One test was a secret megalomaniac finder under the guise of Self Esteem. It asked things like “Would you make a good world leader?”! – I wasn’t sure that position had been created. Of course some people really could answer yes to national leadership (and in comparison to some of our leaders, I think we could feel safe to assert we could do a better job!) It also made you think it was asking if you have a good body image when it was really trying to catch you as an exhibitionist. It asked other questions with loaded answers which often forced you into saying something they took as delusional.

Another was about whether you saw yourself as lazy, and how much you wished to be. Generally we are expected to want to be diligent and hard working and organised and not the opposite. There are traits we are expected to be or desire to be – warm and gregarious being others. I felt there are any presuppositions by the psychologists, reflecting their own values as much as the women’s magazines.

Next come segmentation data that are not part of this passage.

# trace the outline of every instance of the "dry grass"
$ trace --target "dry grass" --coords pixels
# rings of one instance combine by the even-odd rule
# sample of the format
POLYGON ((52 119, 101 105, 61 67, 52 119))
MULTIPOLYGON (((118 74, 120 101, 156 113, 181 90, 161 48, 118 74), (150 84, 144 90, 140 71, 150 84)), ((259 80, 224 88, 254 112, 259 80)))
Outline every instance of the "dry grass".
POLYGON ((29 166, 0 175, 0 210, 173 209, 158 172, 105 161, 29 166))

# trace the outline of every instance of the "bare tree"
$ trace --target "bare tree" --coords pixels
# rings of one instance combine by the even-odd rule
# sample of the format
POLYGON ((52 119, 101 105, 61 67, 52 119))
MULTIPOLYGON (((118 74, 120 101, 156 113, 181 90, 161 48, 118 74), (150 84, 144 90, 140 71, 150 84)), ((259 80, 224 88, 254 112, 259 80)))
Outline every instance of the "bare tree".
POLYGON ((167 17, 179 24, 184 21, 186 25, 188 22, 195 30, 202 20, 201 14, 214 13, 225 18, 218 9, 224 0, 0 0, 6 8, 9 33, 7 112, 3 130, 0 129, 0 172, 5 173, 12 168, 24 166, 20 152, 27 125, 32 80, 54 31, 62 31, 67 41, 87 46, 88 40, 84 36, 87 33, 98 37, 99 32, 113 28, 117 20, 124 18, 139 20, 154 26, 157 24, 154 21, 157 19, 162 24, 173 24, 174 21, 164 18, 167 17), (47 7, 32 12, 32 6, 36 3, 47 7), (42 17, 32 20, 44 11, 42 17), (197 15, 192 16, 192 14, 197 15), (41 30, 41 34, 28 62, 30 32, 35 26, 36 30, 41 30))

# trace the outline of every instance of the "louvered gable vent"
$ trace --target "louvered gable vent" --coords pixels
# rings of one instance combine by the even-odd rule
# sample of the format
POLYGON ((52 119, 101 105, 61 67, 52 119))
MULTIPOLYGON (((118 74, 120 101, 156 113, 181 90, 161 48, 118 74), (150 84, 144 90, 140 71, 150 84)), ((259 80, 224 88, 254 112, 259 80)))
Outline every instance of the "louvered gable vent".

Many tests ask what country, sex and age you are. I amused myself by changing that and found that the results came out differently – eg being seen as less immodest as an American male than a Botswanan woman.

They score you on averages from not only country, sex and age but in comparison to others that took the tests. But people who take the tests already have certain personality traits in common – curiosity, desire for self knowledge and enjoying questions; perhaps too in having some time to spare. I think that undermines the methodology somewhat.

Having preset answers also boxes you and I felt there were aspects of myself not being asked about – for instance, less about kindness and empathy, and lots with leading words about annoyance and selfish sounding behaviours which translated the answers into more emotive and extreme results – eg angry becomes enraged; resentful, bitter. It is not good at nuance or contradiction or variation.

Sometimes I was surprised that they did come out with some accurate and perceptive statements despite not being impressed with the test. But if you do more than one by the same people, you find cut and paste statements which really stand out as being inauthentic.

My favourite are the Jungian ones – not as a fan of him but because I like what it said about me. It generally picked the right careers and interests, said some flattering things, and put me in a rare category which suited me nicely 🙂
And I am apparently in the same one as Nathan the Prophet who clearly took the test in Biblical times, along with some notable Greeks and canonised saints.

The most ridiculous question was how would you react to a friend who claimed his lateness was due to a penguin.

I am right to be critical of the questions and the values portrayed in them. I note that what comes out is the wish to conform and seem nice vs honesty; and also some negative beliefs about myself.

I close with my favourite question – about your reaction to your lover being caught in bed with a dignitary. I shall not share which answer I chose, but its perceptiveness did make me smile!